Business Marketing Class Tests B-To-B Training Software
UNIVERSITY PARK, PA (December 20, 2006) – Smeal College of Business students in Marketing Instructor Carolyn Todd's Business Marketing course had a semester-long assignment from the Business Marketing Institute (BMI) to beta test a new online business-to-business marketing training program.
Todd volunteered her class to test the product when she heard a presentation about the new tool by BMI Executive Director Rick Kean at the Marketing Educators' Conference sponsored by Smeal's Institute for the Study of Business Markets.
In his presentation, Kean described a new online training program about to be launched that taught business-to-business marketing professionals how to execute effective marketing plans in business markets. Todd asked whether it would be useful to have the 112 students in her business marketing class test this new product. Ten days later, she had her students engaged in a unique learning experience.

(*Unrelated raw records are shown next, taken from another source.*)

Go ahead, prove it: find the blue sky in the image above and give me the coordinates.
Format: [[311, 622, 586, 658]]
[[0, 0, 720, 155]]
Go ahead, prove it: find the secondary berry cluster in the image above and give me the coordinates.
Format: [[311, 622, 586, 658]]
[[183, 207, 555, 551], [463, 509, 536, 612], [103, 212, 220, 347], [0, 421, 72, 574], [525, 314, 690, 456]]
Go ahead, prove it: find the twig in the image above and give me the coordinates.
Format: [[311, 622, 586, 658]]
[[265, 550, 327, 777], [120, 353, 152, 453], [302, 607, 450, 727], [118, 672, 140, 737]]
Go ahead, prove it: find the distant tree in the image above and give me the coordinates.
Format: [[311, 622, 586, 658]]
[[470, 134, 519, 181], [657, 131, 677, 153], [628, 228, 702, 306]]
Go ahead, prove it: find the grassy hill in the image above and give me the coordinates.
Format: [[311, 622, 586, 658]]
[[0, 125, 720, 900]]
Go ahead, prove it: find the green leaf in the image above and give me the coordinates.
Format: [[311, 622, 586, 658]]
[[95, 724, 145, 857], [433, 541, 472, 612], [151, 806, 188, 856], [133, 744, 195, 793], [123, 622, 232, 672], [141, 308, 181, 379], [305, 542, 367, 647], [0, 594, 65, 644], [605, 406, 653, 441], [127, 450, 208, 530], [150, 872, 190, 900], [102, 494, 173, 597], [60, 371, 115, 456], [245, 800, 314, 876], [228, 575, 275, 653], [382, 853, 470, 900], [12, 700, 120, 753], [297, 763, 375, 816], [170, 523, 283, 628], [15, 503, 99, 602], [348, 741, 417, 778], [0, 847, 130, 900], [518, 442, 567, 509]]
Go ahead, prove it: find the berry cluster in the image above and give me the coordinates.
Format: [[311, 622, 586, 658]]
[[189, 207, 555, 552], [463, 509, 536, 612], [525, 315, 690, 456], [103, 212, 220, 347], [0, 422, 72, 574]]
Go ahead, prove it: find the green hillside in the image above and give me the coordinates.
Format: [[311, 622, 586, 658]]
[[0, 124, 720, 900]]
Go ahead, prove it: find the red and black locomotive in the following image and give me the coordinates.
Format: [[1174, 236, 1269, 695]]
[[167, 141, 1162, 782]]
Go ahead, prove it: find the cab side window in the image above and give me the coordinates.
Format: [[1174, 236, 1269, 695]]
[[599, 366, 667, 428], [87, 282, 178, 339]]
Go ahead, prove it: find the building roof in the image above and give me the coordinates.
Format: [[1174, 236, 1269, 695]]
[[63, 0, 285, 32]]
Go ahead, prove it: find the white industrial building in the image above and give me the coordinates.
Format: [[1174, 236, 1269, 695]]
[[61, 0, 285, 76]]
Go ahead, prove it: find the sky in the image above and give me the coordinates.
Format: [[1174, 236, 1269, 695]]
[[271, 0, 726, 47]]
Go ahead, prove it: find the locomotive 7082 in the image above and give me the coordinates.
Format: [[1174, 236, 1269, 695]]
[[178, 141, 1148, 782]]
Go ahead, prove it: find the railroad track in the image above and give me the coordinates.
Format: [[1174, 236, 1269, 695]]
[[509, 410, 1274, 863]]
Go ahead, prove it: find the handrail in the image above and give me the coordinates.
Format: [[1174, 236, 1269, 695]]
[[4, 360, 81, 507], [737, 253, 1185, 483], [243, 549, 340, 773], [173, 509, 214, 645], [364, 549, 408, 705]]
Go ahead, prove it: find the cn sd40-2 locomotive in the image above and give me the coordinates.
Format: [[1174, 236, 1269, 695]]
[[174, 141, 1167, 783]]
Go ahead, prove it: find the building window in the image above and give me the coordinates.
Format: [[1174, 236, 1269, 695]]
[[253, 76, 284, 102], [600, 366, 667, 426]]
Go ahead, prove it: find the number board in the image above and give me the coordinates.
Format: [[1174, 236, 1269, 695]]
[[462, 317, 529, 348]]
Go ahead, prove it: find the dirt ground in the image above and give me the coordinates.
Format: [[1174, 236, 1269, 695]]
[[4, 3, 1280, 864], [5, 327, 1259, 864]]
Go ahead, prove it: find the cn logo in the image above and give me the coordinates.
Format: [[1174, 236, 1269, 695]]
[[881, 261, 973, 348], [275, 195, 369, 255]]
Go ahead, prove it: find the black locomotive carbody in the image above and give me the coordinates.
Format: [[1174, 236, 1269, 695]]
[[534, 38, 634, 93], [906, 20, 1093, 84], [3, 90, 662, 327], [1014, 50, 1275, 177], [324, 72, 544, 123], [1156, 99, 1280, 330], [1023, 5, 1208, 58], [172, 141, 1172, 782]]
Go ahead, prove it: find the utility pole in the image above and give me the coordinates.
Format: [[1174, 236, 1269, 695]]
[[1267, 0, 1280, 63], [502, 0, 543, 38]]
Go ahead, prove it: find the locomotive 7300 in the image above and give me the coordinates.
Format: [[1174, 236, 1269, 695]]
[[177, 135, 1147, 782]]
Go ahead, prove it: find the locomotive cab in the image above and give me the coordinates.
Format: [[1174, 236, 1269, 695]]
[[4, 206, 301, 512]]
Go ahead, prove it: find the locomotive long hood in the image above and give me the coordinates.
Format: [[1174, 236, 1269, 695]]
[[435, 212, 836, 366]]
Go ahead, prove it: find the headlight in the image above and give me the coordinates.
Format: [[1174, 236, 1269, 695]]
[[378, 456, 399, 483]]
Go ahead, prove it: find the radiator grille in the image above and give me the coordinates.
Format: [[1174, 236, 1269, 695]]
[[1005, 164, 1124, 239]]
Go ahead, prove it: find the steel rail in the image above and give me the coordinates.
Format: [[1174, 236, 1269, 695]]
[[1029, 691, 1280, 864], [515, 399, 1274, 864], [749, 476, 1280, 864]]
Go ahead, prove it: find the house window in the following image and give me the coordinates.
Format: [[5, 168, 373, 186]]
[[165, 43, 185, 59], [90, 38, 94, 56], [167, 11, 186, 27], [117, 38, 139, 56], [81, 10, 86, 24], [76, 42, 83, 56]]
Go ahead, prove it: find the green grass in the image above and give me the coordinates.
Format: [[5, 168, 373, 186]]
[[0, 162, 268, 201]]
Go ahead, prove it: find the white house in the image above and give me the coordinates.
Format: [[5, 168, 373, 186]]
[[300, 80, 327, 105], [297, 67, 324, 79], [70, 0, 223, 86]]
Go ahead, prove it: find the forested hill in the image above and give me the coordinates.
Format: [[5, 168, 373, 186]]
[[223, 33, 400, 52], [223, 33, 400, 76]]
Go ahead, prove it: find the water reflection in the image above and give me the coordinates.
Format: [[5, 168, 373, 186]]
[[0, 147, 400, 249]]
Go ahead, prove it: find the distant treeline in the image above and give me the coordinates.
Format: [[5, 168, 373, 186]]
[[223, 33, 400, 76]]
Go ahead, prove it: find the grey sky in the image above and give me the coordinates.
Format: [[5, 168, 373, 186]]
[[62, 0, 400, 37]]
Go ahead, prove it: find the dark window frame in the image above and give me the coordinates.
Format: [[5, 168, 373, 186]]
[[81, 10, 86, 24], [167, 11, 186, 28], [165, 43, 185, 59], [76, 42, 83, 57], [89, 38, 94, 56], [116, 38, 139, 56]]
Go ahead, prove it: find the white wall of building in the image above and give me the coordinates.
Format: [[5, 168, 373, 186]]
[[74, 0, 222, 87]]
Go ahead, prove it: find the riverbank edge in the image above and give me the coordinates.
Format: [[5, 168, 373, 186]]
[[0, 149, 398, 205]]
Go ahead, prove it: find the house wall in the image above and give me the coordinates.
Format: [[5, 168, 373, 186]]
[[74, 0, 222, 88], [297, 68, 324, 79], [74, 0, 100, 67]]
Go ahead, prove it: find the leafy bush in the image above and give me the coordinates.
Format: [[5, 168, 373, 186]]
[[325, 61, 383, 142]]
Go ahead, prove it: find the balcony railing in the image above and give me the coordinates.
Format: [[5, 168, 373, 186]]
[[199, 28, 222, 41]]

"My primary objective was to give students an actual experience in testing a new product," Todd explained. "We teach students academic theory about new product development and the stage-gate process of "go/no go" decisions. A beta test is an important step in the go/no go decision on a new product, and I wanted students to experience what it is like to evaluate a new product and decide whether or not to launch the product."
The training product is based on The Marketing Manager's Handbook by Eric Gagnon and describes the craft of marketing. It includes step-by-step instructions on how to put together a direct mail campaign, how to develop a business-to-business Web site, how to develop advertising that works to support sales objectives, and how to organize a trade show booth.
"It is very tactical, intended for the relatively new marketing professional who has transferred into the job, has little or no marketing experience, and is given 45 days to complete a project," said Todd.
The training program in her class had three components: a marketing skills assessment, which gave a baseline view of student knowledge; a marketing skills builder, an online 18-module training program focused on building knowledge; and a Marketing Skills Certification, a comprehensive exam that results in a certificate of completion from BMI.
For the students, it was an opportunity to develop valuable, career-relevant job skills while earning a BMI business marketing certificate, which might serve as a differentiator on their resumes.
"The program was a great way to advance my marketing techniques, and I find myself referring back to my handbook quite often," said Kristin Bozella, a senior marketing major who also works in marketing for a kitchen and bath design company. "I am currently planning a trade show for this spring and am fortunate to have learned the steps needed to carryout a successful presentation for my company."
In sessions held Dec. 6 and 7 in each of the three class sections, Kean and Gagnon listened to the students' beta test reports. They heard about problems with the software, and absorbed suggestions on the quality of the training and how to enhance the program to make it more marketable to universities and marketing professionals.
"Had we not done a beta test with these 112 students, it would have taken two years to find all the problems they discovered in 12 weeks," said Gagnon. "This process has been extremely valuable in helping us develop a product that will be successful in the marketplace."
Kean added: "The students came up with new ideas for other markets to tap and partnerships to explore that will help us in the future. They were also at times brutally honest and challenged me to rethink some of our approaches to the marketplace."
Todd hopes to keep this training component in the course in future semesters while still addressing the unique strategy components of business marketing.
"The students were unanimous in their recommendation to keep this component," she said.